# Website & Blog



## reval8r (Jul 20, 2008)

Hi guys,
I'm getting ready to hopefully start a portrait photography business. I currently developing my website and blog to start promoting the business. Comments and cc are welcome.

Astonishing Portraits & Astonishing Portraits Blog

Thanks,


----------



## KristinaS (Jul 21, 2008)

I only looked at your blog  so far, but so far I noticed right off the bat that your welcome message had a lot of typos in it, as well as grammar mistakes, which really makes it look unprofessional. I have to apologize because I'm a journalist and that sort of stuff really sticks out to me. Anyway, I reworked it a little and also shortened it some. Here's what I came up with:

Welcome and thank you for taking the time to visit today! 

Astonishing Portraits is owned and operated by myself, Larry Davidson, and my lovely wife, Larissa, out of our home in Springfield, MO.

We specialize in on-location portraiture and have all of the studio equipment necessary to produce quality images in your home, office or outdoors.  

Astonishing Portraits is looking to build life-long photographic relationships with our customers. Our goal is to be with you from the beginning and celebrate each phase of life with you from engagements and weddings to maternity and newborn portraits.
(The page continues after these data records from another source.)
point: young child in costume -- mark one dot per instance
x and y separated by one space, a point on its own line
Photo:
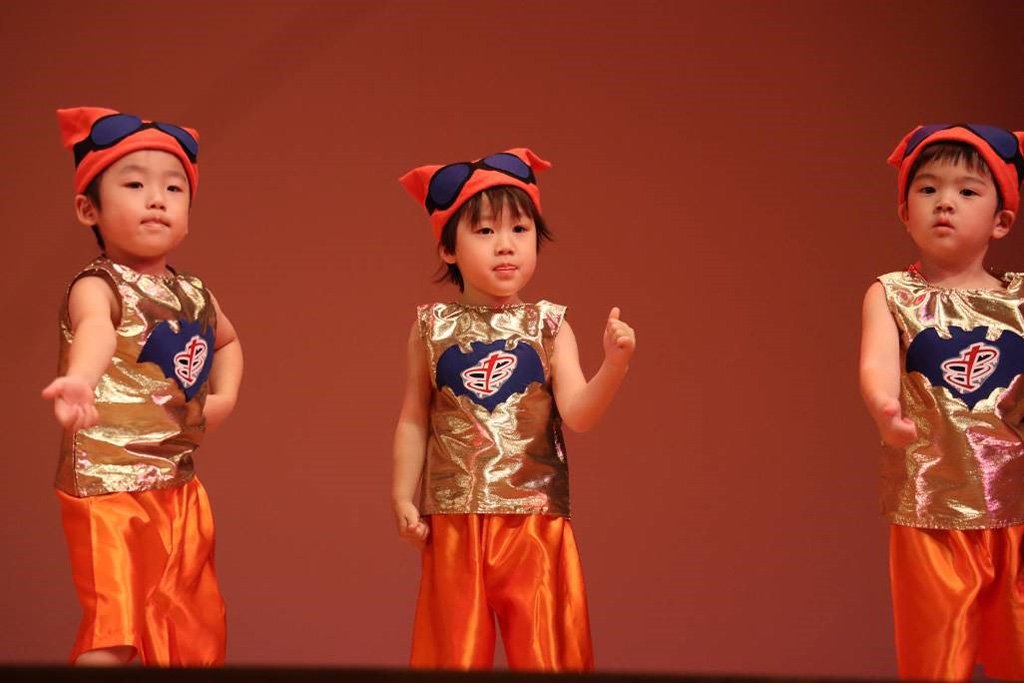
941 361
479 423
137 388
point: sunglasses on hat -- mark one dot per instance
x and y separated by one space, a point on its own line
110 130
448 181
1003 142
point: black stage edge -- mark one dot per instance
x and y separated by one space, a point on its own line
311 675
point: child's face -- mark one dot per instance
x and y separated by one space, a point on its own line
497 256
144 199
950 212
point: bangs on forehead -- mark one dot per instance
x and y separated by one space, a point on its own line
951 153
500 200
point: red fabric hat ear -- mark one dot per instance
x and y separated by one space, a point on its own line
530 158
417 181
76 123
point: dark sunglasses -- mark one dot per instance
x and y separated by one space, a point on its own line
110 130
1003 142
449 180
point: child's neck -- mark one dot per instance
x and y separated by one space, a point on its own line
956 275
146 266
472 297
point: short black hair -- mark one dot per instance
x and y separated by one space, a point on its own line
92 194
500 199
951 152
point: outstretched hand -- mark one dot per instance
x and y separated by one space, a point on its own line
894 428
620 340
73 403
411 525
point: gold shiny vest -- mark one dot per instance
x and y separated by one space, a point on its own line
151 397
962 355
495 442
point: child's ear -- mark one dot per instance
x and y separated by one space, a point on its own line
444 254
85 211
902 212
1004 221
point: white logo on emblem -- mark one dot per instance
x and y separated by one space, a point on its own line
486 377
969 371
188 364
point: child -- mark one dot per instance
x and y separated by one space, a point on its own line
137 388
480 424
941 358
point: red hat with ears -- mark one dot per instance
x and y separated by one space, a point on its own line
441 189
99 136
1000 148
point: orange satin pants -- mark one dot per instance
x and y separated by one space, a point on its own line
525 570
957 600
142 564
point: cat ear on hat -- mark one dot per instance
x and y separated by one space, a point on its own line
532 160
76 123
417 182
896 158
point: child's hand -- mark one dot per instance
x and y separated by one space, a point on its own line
411 525
895 429
73 402
620 340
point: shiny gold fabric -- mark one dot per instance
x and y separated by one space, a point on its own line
511 460
525 570
966 469
142 564
146 430
957 600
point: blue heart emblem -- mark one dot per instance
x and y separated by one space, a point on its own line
970 366
185 355
489 373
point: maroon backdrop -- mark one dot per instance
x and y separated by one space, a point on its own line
719 173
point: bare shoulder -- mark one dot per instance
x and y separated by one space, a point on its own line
876 296
92 295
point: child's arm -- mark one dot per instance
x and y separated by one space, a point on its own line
411 443
880 374
92 308
225 376
582 403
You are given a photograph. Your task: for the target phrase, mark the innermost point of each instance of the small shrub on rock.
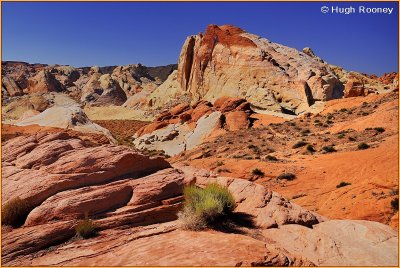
(203, 207)
(271, 158)
(86, 228)
(310, 148)
(329, 149)
(14, 212)
(343, 184)
(363, 146)
(257, 172)
(395, 204)
(299, 144)
(379, 129)
(286, 176)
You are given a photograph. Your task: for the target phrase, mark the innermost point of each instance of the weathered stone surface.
(11, 86)
(44, 81)
(227, 61)
(69, 116)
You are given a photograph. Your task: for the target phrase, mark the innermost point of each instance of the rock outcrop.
(43, 82)
(227, 61)
(133, 201)
(103, 90)
(65, 114)
(184, 126)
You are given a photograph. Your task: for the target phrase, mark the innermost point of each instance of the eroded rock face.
(227, 61)
(44, 81)
(134, 201)
(184, 127)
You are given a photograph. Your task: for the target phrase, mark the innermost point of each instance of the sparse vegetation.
(220, 170)
(310, 148)
(254, 148)
(379, 129)
(299, 144)
(86, 228)
(363, 146)
(271, 158)
(395, 204)
(257, 172)
(298, 196)
(286, 176)
(343, 184)
(329, 149)
(219, 163)
(352, 139)
(14, 212)
(203, 207)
Please visit our blog often. In addition to our work, you will also find the latest details and happenings at Astonishing Portraits as well as special seasonal rates and discount coupons.

Lastly, we would like to thank our neighbors in the Springfield, MO metro area. Without you and your support, there would be no Astonishing Portraits. THANK YOU!

Sincerely,
Larry & Larissa Davidson

If you don't want to use that, that's okay, too. I just wanted to give you an example of how I think it would be better. I'll actually look at the photography when I get home from work. Hope this post was helpful.


----------



## reval8r (Aug 13, 2008)

Thanks for your help and suggestions KristinaS. Sorry it took so long to respond, I had completely forgotten that I had made a post here. Often my brain works much faster than my fingers and when proofing, I don't read what I had written, but what I think I had written. Thanks so much for your help.

Larry


----------



## wchua24 (Aug 13, 2008)

hello there i had check your blog your pictures are good, i love it..well, good luck in your business venture am sure you will do well..


----------